Members of Parliament’s Public Administration and Appropriations Committee (PAAC) were alarmed at the figure presented to it by the Justice Ministry on Wednesday at Gordon House. But they were even more alarmed to learn that there were significantly more outstanding cases in the Resident Magistrate’s Court system not listed.
“The structure of the ministry has major weaknesses, and I do not believe we have the capacity for the work that is required,” Permanent Secretary Carol Palmer admitted.
Palmer said that her ministry has the “typical ministry structure that exists in Jamaica”, which does not work for the justice sector.
Pressed by PAAC members for an explanation as to the needs and the cost to improve the system, the permanent secretary said, “When the review of the justice system was done and the recommendations were presented one of the first recommendations was that there should be an envelope of additional funds, provided to the Ministry of Justice for the reforms to be implemented. We cannot do all the things that need to be done, when we do not have a net increase of significance in our budget.
“The reforms in the justice system need somewhere in the region of $5 billion, so if I was to tell you all that was involved, for example, in addressing the backlog of cases… because it is not simply putting the cases on the court sheet: Where is the court going to sit? Where is the courtroom? Is the building falling down?” she asked.
“We have, for example, had the laws for increases in magistrates, increases in the Supreme Court judges, increases in the Court of Appeal judges. We have not been able to increase the number of Court of Appeal judges because we do not have anywhere for them to sit. There is no courtroom, so the ministry does what it can do within its area of control, and if nothing else is provided we can do nothing more.
“We have an agenda from 2007. We had a 10-year time horizon to implement the reforms: This is 2012, and we still have not seen any tangible increase in the budget provided for the Ministry of Justice,” Palmer added
She said that the initiatives the ministry has been able to undertake have largely been funded by Independent Donor Partners (IDPs), who do not fund salaries and most of whom will not undertake construction funding.
“The only IDP that has done construction is the EU, which gave us the Lucea family court,” she said.
She said that in terms of the planned Justice Square in downtown Kingston, which should have been delivered in May and is now reset for December, “We have a bill for the contractor and I have some concerns about that; the upper floors of the building are not done and the Accountant General has not yet moved out of his building. So we have to wait.

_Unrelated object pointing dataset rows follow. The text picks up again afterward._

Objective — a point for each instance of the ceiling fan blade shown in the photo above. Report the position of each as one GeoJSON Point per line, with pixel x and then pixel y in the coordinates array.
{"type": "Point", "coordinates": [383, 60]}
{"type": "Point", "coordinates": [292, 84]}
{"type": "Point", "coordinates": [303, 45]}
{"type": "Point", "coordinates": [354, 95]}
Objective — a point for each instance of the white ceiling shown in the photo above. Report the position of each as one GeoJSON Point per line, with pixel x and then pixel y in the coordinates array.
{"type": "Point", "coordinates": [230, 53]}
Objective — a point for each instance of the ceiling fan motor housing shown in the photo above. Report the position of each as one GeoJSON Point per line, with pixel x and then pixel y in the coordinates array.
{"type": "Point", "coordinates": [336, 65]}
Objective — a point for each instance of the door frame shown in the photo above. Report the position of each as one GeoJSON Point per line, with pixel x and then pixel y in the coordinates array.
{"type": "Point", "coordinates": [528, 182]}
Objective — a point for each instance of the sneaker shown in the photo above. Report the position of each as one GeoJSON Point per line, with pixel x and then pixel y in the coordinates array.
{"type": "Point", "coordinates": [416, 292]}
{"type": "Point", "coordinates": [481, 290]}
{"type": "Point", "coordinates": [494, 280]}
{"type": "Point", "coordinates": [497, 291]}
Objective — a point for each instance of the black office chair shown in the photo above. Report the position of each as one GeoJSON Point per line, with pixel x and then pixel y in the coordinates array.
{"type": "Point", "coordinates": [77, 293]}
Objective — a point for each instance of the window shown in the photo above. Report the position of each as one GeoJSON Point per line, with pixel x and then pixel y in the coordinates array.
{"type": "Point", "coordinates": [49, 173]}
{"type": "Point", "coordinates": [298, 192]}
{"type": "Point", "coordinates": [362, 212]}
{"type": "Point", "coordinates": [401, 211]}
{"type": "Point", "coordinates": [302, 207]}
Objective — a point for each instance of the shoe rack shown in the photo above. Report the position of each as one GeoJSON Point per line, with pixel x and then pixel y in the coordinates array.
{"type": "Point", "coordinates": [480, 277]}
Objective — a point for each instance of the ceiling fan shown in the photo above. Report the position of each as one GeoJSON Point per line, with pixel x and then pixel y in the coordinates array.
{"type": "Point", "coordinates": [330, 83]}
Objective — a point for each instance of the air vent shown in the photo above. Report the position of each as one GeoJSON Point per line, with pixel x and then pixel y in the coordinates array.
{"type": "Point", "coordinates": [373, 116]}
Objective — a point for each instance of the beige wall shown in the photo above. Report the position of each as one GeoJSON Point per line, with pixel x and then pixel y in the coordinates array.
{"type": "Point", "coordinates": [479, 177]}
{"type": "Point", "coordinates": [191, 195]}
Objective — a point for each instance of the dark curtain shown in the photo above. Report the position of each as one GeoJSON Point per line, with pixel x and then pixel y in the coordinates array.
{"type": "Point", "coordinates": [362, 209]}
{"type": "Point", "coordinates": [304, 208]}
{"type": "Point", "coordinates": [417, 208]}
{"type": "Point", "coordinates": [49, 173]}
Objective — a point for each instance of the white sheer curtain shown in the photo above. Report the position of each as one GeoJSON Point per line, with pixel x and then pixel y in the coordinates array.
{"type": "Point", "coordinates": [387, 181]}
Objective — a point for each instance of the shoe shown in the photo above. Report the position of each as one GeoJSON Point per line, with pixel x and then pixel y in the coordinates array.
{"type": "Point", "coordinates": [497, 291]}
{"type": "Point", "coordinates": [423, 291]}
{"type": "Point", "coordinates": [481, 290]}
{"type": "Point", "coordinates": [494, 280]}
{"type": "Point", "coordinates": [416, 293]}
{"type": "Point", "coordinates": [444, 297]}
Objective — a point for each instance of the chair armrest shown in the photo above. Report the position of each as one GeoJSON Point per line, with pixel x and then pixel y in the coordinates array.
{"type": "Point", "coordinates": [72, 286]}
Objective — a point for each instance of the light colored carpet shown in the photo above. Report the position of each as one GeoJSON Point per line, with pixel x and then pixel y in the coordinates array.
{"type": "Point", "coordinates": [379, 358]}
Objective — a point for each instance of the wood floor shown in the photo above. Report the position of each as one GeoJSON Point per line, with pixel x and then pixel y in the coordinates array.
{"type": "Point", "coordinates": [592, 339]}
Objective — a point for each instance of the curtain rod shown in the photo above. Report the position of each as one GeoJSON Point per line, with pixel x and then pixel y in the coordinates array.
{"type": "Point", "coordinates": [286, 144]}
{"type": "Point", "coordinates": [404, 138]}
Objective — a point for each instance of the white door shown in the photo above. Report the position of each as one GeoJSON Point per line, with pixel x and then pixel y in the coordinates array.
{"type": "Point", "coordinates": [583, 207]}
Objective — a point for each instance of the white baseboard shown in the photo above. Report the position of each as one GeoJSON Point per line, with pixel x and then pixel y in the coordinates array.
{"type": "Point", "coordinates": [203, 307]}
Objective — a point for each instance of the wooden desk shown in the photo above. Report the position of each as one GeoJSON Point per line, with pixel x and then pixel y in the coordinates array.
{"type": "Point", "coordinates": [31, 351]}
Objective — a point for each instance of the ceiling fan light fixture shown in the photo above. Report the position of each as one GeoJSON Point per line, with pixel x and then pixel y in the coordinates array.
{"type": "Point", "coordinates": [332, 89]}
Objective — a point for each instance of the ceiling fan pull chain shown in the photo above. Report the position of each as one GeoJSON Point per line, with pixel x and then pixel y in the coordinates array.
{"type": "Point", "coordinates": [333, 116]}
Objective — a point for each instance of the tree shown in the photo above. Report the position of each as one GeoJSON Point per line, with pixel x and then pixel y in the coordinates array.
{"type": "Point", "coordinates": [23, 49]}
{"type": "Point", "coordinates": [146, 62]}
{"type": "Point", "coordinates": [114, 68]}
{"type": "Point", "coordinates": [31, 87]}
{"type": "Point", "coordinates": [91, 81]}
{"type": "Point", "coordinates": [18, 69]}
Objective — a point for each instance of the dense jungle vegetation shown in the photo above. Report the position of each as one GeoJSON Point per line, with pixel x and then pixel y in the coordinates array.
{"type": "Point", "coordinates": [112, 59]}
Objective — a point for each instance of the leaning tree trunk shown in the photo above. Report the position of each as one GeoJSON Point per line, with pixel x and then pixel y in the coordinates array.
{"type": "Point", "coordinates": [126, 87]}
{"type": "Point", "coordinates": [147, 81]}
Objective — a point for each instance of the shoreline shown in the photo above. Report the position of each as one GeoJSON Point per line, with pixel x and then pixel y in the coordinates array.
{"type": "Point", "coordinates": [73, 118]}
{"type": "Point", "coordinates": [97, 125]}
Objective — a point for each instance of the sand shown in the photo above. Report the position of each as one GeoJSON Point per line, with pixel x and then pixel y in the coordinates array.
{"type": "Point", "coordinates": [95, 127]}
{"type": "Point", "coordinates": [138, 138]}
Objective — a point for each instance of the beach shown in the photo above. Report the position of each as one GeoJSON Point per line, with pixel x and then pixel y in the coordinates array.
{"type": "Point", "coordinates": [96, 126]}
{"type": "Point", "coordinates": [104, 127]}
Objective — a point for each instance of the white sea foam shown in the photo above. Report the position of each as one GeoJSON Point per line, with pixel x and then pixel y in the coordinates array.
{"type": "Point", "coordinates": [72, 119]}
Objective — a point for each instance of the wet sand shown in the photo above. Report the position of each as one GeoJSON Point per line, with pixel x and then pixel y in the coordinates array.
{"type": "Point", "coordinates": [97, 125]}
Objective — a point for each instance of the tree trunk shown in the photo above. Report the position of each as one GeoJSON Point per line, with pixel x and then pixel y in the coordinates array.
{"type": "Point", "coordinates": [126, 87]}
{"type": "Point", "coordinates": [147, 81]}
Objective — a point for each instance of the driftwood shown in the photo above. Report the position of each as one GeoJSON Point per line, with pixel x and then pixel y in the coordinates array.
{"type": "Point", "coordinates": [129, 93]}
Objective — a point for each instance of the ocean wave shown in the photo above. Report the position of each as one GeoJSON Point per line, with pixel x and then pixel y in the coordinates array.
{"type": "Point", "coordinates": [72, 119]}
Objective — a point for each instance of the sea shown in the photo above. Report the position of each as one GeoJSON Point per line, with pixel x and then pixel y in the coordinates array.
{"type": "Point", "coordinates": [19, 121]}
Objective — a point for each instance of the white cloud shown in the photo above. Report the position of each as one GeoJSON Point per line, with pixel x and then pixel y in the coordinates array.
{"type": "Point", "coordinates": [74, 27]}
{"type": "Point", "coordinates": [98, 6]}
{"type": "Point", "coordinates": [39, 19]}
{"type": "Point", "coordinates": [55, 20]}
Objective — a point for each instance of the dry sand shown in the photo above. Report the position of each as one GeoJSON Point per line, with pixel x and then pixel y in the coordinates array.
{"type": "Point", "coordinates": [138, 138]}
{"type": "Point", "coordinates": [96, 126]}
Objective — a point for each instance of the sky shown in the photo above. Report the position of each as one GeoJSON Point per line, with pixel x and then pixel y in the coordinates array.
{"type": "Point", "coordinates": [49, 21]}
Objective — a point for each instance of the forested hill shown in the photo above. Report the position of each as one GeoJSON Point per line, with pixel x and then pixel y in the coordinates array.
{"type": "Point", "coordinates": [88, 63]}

“And court buildings are probably the most expensive construction that you have to do. We cannot have a court in any old place. In today’s world, where you have human rights considerations, you have to have protection for vulnerable witnesses; you need to separate the jury from other persons; you need to insulate the judges and court staff, because court staff are also threatened in certain instances, and even have to move away from their homes. So the justice system is plagued with a lot of problems that cannot be met purely from the ongoing budget,” she concluded.
PAAC Chairman Edmund Bartlett said that it was important that the committee make a report to Parliament in relation to the submission made by the permanent secretary.